Le conflit UE-Russie sur le gaz incite à un sommet de l’UE [FR]
La Russie et l’Ukraine ont cherché le soutien de Bruxelles afin de résoudre une dispute sur l’approvisionnement gazier qui dure depuis des semaines et en raison de laquelle six pays européens commencent à manquer de gaz. Des envoyés nationaux de l’UE se rencontreront aujourd’hui à Prague sous les auspices de la présidence tchèque de l’UE pour développer une réponse commune.
La Russie et l’Ukraine ont cherché le soutien de Bruxelles afin de résoudre une dispute sur l’approvisionnement gazier qui dure depuis des semaines et en raison de laquelle six pays européens commencent à manquer de gaz. Des envoyés nationaux de l’UE se rencontreront aujourd’hui à Prague sous les auspices de la présidence tchèque de l’UE pour développer une réponse commune.
Le géant russe Gazprom a suspendu les approvisionnements vers l’Ukraine le 1er janvier après que les discussions sur la renégociation d’un nouveau contrat de distribution pour 2009 ont échoué en raison de féroces disputes sur la fixation des prix.

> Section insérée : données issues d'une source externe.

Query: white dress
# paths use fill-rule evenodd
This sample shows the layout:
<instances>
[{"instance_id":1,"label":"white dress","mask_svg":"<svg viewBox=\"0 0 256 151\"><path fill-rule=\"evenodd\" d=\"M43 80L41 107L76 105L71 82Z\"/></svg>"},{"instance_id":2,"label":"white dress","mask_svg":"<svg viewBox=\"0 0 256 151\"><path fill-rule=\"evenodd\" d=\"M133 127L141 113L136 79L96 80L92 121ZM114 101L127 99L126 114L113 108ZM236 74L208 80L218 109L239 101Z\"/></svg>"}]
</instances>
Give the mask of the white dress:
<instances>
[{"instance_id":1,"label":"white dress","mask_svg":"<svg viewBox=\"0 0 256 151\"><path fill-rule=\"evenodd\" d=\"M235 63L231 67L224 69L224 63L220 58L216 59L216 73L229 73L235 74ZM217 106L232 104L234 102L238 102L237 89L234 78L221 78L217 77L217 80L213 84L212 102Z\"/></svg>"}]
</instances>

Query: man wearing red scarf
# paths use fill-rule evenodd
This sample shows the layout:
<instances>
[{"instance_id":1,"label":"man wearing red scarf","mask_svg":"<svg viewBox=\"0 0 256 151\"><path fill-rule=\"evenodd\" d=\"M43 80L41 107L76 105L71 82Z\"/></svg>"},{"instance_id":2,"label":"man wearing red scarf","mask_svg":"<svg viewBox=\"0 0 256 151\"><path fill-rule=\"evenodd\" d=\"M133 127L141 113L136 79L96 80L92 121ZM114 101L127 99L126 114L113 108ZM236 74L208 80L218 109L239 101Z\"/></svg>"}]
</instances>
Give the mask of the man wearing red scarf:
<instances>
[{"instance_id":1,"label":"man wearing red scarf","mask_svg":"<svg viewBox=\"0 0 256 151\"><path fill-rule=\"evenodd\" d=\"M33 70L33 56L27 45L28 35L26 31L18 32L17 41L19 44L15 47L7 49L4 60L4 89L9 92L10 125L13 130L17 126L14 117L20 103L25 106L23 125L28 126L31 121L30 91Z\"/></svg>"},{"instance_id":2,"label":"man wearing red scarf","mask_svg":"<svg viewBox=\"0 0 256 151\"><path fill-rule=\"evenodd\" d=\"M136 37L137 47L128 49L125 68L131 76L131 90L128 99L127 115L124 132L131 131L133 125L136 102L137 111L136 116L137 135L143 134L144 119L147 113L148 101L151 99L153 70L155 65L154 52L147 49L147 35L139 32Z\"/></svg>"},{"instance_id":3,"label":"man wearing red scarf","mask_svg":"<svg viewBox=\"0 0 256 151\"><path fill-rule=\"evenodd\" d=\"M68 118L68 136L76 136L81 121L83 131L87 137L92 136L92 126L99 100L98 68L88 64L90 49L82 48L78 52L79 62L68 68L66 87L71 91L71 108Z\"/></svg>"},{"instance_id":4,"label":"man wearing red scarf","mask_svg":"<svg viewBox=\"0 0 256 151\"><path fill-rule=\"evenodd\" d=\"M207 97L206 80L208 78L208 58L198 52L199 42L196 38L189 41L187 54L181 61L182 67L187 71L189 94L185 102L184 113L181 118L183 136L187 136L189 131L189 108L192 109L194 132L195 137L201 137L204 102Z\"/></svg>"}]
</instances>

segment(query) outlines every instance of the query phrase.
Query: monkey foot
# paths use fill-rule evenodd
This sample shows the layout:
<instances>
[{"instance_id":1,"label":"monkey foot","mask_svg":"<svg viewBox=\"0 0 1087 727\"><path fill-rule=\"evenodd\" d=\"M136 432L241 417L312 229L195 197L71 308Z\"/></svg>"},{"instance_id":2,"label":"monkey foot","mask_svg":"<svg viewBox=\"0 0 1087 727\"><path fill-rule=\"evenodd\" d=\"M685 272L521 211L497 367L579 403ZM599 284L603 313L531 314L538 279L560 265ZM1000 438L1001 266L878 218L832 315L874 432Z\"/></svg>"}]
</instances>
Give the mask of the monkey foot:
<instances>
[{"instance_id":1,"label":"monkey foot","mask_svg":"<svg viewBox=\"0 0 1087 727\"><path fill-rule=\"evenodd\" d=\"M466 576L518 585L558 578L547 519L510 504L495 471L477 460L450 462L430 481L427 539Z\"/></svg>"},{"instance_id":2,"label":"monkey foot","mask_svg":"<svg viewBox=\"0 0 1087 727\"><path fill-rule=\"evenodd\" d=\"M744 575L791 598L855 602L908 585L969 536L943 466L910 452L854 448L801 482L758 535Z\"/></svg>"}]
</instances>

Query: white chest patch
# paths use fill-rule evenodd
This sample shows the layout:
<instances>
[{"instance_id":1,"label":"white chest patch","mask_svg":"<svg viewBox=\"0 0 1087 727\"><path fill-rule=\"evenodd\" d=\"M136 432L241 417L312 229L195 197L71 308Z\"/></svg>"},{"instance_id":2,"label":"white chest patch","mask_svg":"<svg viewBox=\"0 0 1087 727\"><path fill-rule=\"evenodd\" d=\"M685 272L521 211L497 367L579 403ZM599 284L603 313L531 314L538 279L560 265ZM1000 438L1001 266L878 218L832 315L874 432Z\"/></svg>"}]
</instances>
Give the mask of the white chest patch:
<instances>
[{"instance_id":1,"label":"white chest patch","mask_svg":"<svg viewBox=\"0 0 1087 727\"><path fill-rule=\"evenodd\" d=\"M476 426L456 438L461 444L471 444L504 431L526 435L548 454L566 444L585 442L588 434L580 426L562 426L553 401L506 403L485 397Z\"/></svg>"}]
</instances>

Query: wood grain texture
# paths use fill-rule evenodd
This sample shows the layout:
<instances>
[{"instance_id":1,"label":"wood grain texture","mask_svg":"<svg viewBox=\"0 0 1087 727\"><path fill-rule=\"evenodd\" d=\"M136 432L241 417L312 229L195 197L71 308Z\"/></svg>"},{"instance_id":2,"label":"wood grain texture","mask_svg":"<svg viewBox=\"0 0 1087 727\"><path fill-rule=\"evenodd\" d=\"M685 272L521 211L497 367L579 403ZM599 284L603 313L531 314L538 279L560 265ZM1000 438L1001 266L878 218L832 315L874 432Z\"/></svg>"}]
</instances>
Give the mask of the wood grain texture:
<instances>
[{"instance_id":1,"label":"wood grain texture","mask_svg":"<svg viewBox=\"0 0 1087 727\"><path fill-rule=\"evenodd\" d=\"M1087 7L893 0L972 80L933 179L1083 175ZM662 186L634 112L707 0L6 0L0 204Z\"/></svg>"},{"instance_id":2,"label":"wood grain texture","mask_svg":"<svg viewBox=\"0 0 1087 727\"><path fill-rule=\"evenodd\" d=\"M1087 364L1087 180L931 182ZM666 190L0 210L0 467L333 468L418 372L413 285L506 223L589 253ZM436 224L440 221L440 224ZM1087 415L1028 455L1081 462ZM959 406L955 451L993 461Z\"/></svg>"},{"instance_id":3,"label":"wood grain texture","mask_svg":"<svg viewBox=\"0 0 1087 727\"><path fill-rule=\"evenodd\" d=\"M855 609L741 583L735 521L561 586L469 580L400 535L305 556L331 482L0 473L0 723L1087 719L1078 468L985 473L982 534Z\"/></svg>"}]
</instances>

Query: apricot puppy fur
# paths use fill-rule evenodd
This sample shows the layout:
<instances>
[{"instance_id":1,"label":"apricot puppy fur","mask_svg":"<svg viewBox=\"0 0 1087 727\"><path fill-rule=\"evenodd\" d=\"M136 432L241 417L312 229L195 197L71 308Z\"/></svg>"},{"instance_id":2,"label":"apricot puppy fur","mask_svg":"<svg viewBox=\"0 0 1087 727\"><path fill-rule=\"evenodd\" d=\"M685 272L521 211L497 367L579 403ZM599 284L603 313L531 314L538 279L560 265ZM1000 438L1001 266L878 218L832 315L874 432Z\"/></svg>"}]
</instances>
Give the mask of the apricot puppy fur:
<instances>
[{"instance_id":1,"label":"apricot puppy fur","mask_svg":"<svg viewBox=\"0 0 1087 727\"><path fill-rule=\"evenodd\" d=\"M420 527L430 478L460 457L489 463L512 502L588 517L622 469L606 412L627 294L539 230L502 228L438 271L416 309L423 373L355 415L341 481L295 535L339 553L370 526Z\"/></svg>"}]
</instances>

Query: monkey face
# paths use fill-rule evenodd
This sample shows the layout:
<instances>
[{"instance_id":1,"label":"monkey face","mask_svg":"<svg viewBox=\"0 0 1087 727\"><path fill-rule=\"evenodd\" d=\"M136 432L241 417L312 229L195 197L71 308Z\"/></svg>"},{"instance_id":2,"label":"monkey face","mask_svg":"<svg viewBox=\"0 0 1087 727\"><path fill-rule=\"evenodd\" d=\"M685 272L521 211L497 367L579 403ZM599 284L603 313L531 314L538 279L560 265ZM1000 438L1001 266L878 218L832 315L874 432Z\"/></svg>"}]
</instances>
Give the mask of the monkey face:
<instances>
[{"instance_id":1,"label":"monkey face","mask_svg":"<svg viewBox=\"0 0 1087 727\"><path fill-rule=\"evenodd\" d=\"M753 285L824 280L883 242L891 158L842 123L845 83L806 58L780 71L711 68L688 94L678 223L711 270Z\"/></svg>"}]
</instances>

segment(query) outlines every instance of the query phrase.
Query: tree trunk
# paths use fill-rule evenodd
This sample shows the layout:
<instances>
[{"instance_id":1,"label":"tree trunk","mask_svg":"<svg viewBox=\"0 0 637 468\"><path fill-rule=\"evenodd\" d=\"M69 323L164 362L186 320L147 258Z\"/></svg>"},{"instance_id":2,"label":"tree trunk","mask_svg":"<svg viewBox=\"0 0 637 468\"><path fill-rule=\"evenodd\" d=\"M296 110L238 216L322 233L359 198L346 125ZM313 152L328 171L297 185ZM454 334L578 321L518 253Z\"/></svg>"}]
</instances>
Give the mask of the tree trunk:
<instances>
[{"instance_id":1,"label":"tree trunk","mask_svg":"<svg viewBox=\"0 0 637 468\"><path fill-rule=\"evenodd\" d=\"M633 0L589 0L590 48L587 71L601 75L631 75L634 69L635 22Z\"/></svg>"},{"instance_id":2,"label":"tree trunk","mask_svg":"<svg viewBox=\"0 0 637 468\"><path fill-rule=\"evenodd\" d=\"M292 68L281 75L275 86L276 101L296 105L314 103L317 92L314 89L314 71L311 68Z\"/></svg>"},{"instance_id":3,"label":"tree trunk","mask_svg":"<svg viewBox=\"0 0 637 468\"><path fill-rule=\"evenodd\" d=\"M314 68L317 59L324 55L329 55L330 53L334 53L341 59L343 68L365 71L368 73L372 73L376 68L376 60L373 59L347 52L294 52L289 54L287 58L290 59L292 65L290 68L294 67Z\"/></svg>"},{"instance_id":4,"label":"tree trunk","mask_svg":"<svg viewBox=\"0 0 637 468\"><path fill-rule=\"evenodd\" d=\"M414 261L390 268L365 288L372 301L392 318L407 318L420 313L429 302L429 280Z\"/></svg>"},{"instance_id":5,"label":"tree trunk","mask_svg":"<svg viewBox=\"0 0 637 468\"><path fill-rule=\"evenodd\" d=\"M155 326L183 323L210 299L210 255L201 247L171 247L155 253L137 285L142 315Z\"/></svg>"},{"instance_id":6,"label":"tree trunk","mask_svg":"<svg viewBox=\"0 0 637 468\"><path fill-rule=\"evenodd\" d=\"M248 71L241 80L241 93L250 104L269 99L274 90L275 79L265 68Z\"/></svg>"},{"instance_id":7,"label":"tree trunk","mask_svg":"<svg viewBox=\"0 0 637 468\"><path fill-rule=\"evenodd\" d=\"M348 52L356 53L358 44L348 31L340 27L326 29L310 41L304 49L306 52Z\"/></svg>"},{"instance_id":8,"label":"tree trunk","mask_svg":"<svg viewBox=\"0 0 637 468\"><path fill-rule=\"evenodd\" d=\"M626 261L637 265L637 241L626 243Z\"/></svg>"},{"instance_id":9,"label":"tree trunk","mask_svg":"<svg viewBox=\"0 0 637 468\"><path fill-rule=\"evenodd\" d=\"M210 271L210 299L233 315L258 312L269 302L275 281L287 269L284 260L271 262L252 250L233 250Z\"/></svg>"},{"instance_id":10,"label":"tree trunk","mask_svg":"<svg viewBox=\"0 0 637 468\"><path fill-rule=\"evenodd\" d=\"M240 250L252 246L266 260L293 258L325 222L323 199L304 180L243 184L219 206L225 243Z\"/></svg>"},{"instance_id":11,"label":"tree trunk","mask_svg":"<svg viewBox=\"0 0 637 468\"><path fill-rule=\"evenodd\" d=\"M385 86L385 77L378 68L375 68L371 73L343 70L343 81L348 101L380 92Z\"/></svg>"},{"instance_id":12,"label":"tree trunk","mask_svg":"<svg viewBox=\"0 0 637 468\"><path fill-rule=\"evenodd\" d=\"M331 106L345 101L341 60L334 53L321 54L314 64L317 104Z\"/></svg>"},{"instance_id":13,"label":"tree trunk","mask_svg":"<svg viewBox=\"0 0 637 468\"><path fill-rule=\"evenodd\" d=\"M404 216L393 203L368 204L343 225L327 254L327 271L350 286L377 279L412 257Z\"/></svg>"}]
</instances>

Bien que l’approvisionnement vers les pays de l’UE ne devrait pas être affecté, quelques Etats membres ont signalé une réduction des livraisons russes. La Russie a déclaré que l’Ukraine continue de voler le gaz naturel destiné à l’Europe pour subvenir à ses propres besoins. L’Ukraine a nié de telles allégations, avançant des raisons techniques aux réductions de gaz naturel destiné à l’Europe. Kiev a également demandé une médiation de l’UE, option qui a été rejetée par Moscou.
Dans les cinq jours après la suspension de l’approvisionnement, la Pologne, qui a été la plus affectée par le conflit, a signalé une baisse de 11 % du gaz russe acheminé via l’Ukraine. Mais d’autres pays comme la Hongrie, la Roumanie, la Turquie, la Bulgarie et la République tchèque ont également ressenti les effets de la diminution de l’approvisionnement.
L’UE rechignait tout d’abord à intervenir dans le conflit, qu’elle perçoit comme une querelle commerciale. Mais les ambassadeurs de l’Union se rencontrent aujourd’hui (5 janvier) à Bruxelles, afin de discuter du problème et de coordonner une réponse commune. L’UE pourrait envoyer une équipe d’investigation dans les deux pays dans les prochains jours, samedi prochain (3 janvier) selon les représentants de l’UE cités par la Deutsche Presse.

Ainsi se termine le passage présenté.